The promise of cloud-native is frequent, worthwhile improvements without undue effort. Even though public cloud services aren’t quite at the point of being interchangeable utilities, it’s already easy to take for granted what they do offer.
This is important. “Civilization advances by extending the number of important operations which we can perform without thinking about them” (Alfred North Whitehead, back in 1911) and the field of IT is full of good examples.
I’m going to take a look at one niche of IT: keeping secrets.

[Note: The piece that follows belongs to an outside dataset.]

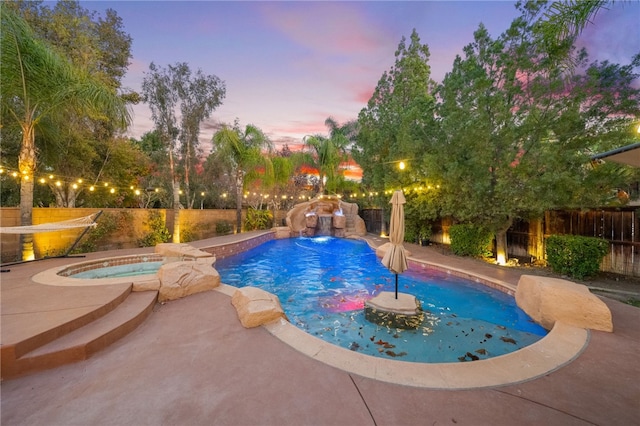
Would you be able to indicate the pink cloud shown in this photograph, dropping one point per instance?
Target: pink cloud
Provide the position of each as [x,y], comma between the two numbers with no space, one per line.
[343,27]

You’ve got options. The easy option is the no-op choice: store plain text. In the cloud, there’s often a layer of encryption beneath the resources you’re using, but you shouldn’t really rely on that. Essentially, if it looks like plain text to the application, it also looks like plain text to any attacker. Only pick this choice for public information, or for low sensitivity information. For example, it’s rare for a business to enforce encryption for source code.
Confidentiality in the cloud cuts two ways. On the one hand, operating in the cloud means you can rely on internet-hosted managed services, rather than building your own thing. On the other hand, you’re relying on internet-hosted managed services, and you need to spend time understanding exactly what it is you’re depending on. Textbooks about cryptography often split into symmetric and asymmetric choices at this point. Actually that’s probably not the important difference for your organisation. Instead, categorise the secrets into two kinds: your secrets, and your users’ secrets.
Cloud-native architectures let you shift most, or even all of the business logic to happen client side, on your customer’s computer - often, in their browser. Why not encryption too? If the confidential data belong to your client, they’ll need to have access; you might not.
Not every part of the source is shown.